Bee recognizing faces

How hard is it to recognize faces? We do it naturally but then humans are pretty smart with pretty big brains. Computers find it pretty difficult though are now much better than they were thanks to the efforts of computer scientists. How about insects? How smart are they with their minature brains? Honeybees for example only have 1 neuron for every hundred in your brain. They need pretty slick abilities for recognizing patterns to survive though. They need to be able to pick out the right flowers to collect nectar. Are honeybees capable of recognizing human faces as well as flowers? What do you think?

Behavioural Ecologists at Queen Mary, Cambridge and Mainz set up a simple face recognition experiment based on one used with humans to find out.

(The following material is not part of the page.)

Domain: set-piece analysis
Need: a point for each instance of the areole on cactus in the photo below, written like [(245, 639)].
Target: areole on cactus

Black and white photographs of a target human face were mixed in among other human faces on a screen. The bees were rewarded with a sugar solution if they identified the target face and punished with a drop of bitter quinine solution if they were distracted by one of the other faces.

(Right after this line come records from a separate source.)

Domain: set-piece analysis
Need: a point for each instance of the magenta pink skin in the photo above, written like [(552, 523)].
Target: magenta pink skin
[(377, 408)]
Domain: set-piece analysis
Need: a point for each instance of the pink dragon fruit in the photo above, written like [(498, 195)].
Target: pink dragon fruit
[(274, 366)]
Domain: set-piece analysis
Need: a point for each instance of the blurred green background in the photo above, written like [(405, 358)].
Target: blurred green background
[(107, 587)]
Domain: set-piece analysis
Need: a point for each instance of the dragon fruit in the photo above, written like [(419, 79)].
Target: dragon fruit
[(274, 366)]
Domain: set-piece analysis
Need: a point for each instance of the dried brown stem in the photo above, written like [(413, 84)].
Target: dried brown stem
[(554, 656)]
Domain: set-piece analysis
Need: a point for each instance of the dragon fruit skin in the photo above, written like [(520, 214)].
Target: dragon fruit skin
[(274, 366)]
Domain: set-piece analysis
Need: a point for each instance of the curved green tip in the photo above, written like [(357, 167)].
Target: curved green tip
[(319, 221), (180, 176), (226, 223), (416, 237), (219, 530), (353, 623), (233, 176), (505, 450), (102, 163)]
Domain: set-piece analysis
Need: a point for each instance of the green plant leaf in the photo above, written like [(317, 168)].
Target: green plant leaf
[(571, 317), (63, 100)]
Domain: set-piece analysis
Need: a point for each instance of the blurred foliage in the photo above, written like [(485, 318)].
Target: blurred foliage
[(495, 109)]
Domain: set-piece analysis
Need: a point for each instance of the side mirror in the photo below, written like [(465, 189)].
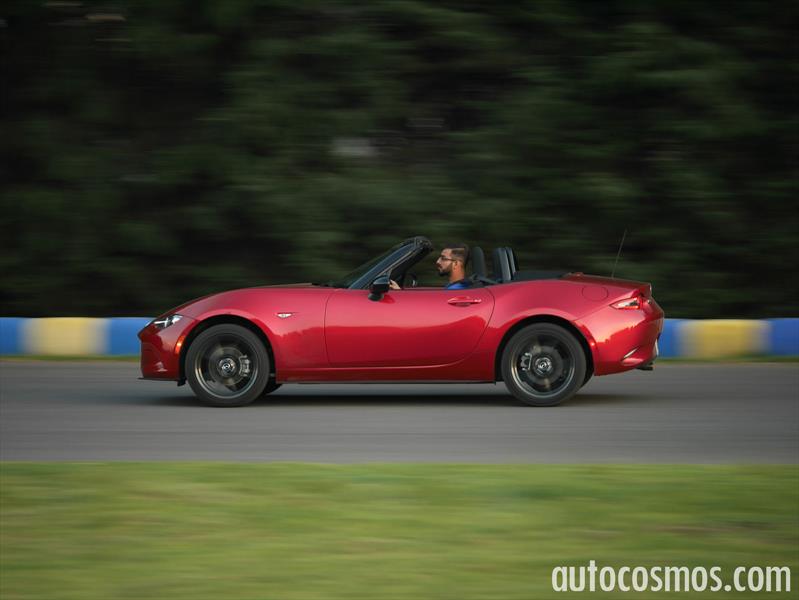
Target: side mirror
[(379, 286)]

On upside down faces the bees do about as well as humans

A good experiment has to rule out possibilities other than the one you are interested in too. To make sure that the bees did not simply make a beeline for the same area of the screen each time they were released, the photographs were moved so that the bees could not just learn where the rewards were.

The results showed that the bees were capable of recognizing faces even up to two days later so had built up a long-term memory. Even though bees evolved their pattern recognition skills for flower recognition those skills are incredibly flexible and work just as well on other things like faces.

Results like this matter to computer scientists interested in both creating artificial intelligences generally and developing face-recognition systems. It shows that face recognition doesn't need human level intelligence or specialised neuronal hardware. Understanding the way bees do it will help develop better computer face recognition systems.